Mungbean, also referred to as green gram, is an ancient pulse crop extensively grown in diverse agro-ecological environments across India, primarily during the Kharif and summer seasons (Kumar et al., 2024). It is a diploid species with a specific chromosome number, belonging to the Leguminosae family and the Papilionaceae sub-family and is botanically classified as [Vigna radiata (L.) Wilczek] (Anita et al., 2022). Originating in South Asia, Vigna radiata var. sublobata is considered the potential progenitor of mungbean. This crop exhibits a predominantly self-pollinating nature (Singh et al., 2015).
       
Mungbean is a significant pulse crop grown for its high protein content and nitrogen-fixing ability, making it a crucial component of sustainable cropping systems. However, its productivity is often constrained by varying environmental conditions, particularly water stress, which affects physiological traits such as photosynthesis and water use efficiency (WUE). Photosynthesis is the key physiological process influencing crop yield. The net photosynthetic rate (Pn) represents the plant’s ability to assimilate carbon, while transpiration rate (E) indicates water loss via stomata. The balance between these two parameters defines WUE, a critical trait for drought tolerance. Several studies have reported that selecting genotypes with high WUE and stable Pn can improve productivity under water-limited environments (Islam et al., 2018; Rahman et al., 2023).
       
Water scarcity, a prevalent issue in arid and semi-arid areas, is one of the primary limitations to agricultural production. Drought stress affects key physiological processes in plants, including photosynthesis, stomatal conductance and transpiration (Farooq et al., 2009). In mungbean, drought conditions can lead to reduced growth, lower yields and poor seed quality (Singh et al., 2017). As climate change exacerbates these conditions, developing drought-tolerant mungbean genotypes that can maintain productivity under water-limited environments has become essential (Gupta et al., 2020).
       
The use of infra-red gas analyzers (IRGAs) provides a precise method for evaluating plant responses to water stress by measuring CO₂ exchange rates, photosynthesis, stomatal conductance and water-use efficiency (WUE). IRGA technology has been widely employed in plant physiology research to assess the impact of drought and other environmental stresses on gas exchange processes (Flexas et al., 2014). By identifying genotypes that can sustain higher photosynthetic rates and improved WUE under drought conditions, IRGAs enable researchers to screen large numbers of plants efficiently (Farquhar and Sharkey, 1982). The identification of such genotypes is crucial for ensuring food security and sustainability in regions increasingly affected by climate variability and water scarcity (Chaves et al., 2009).
               
This study was aimed to evaluate the photosynthetic performance, water use efficiency and seed yield of 35 diverse mungbean genotypes under four different environmental conditions to identify high-performing genotypes for sustainable mungbean production.

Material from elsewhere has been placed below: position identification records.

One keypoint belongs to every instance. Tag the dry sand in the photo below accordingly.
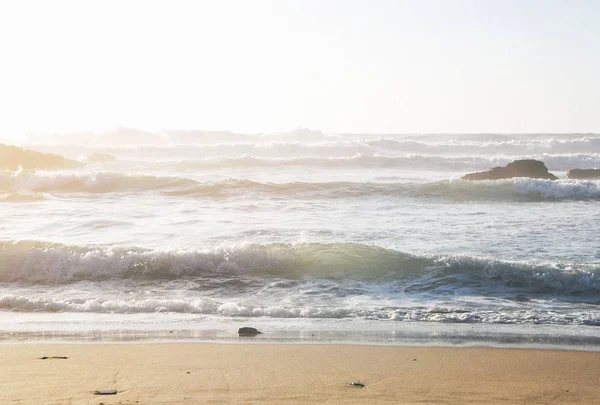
(194, 373)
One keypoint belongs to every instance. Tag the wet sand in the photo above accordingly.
(197, 373)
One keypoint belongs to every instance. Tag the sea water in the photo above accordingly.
(308, 236)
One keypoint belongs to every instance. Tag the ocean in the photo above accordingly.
(309, 237)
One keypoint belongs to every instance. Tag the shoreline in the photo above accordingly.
(363, 333)
(190, 373)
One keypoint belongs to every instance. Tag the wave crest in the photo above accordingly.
(40, 262)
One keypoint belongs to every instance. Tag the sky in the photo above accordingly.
(372, 66)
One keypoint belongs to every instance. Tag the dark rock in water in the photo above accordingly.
(12, 157)
(584, 174)
(248, 332)
(518, 168)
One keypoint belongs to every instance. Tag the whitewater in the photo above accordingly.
(308, 236)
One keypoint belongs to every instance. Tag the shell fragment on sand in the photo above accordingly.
(105, 392)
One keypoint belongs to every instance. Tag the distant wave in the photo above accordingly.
(347, 147)
(102, 182)
(518, 189)
(23, 197)
(422, 162)
(40, 262)
(517, 147)
(30, 185)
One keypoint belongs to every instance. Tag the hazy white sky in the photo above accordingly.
(339, 66)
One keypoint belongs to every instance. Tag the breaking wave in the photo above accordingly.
(411, 161)
(40, 262)
(26, 186)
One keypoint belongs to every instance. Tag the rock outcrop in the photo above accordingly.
(518, 168)
(584, 174)
(12, 157)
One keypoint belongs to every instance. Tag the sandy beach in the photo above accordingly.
(194, 373)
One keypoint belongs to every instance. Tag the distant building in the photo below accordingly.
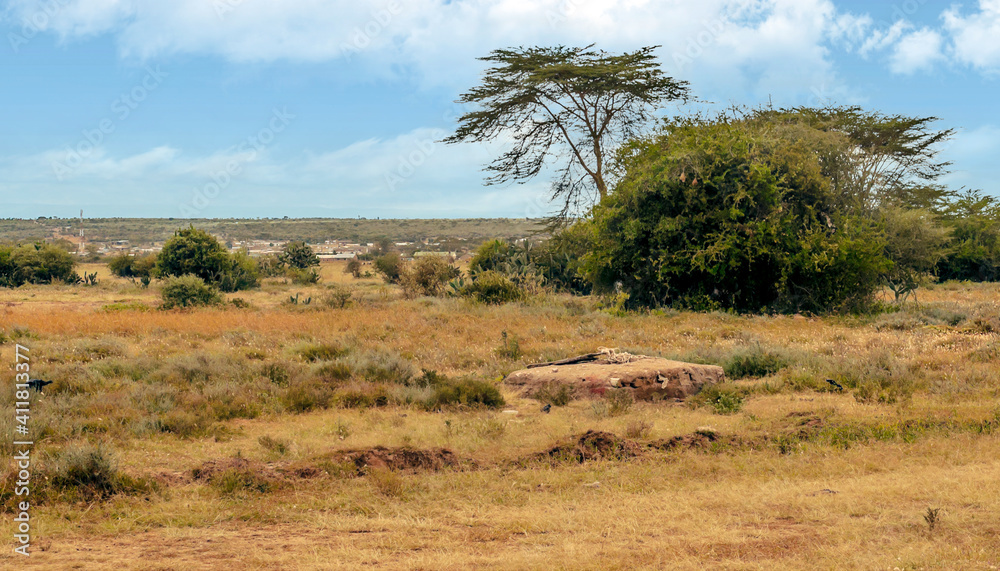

Thirty-five diverse mungbean genotypes were obtained from multiple research institutions, including the National Bureau of Plant Genetic Resources’ Regional Station in Jodhpur and the Rajasthan Agricultural Research Institute in Durgapura, Jaipur. Field experiments were conducted at the Experimental Farm, College of Agriculture, under the auspices of Swami Keshwanand Rajasthan Agricultural University, Bikaner, in two consecutive cropping seasons: summer 2019 and Kharif 2019-20. In randomized block design, the experimental materials, consisting of 35 mungbean genotypes, underwent evaluation with three replications. Each replication comprised two rows of 3 meter length at a spacing of 30 cm, thereby creating four distinct environmental conditions through varying dates of sowing: (i) Summer season: Early sowing (06 March) and late sowing (20 March); (ii) Kharif season: Early sowing (06 July) and late sowing (20 July). Compliance with recommended agricultural practices was ensured to ensure optimal crop growth. Subsequently, seed yield observations were recorded on a per-plant basis for five randomly selected individuals from each genotype of each replication. Remaining observations were recorded for traits viz., net photosynthetic rate (Pn), photosynthetic water use efficiency (WUE) and transpiration rate (E) using Infra-Red Gas Analyzer (Model CI-340). Mean values for various genotypes were analysed using Analysis of Variance to ascertain the statistical significance of differences between genotypes, employing both singular environmental and pooled datasets.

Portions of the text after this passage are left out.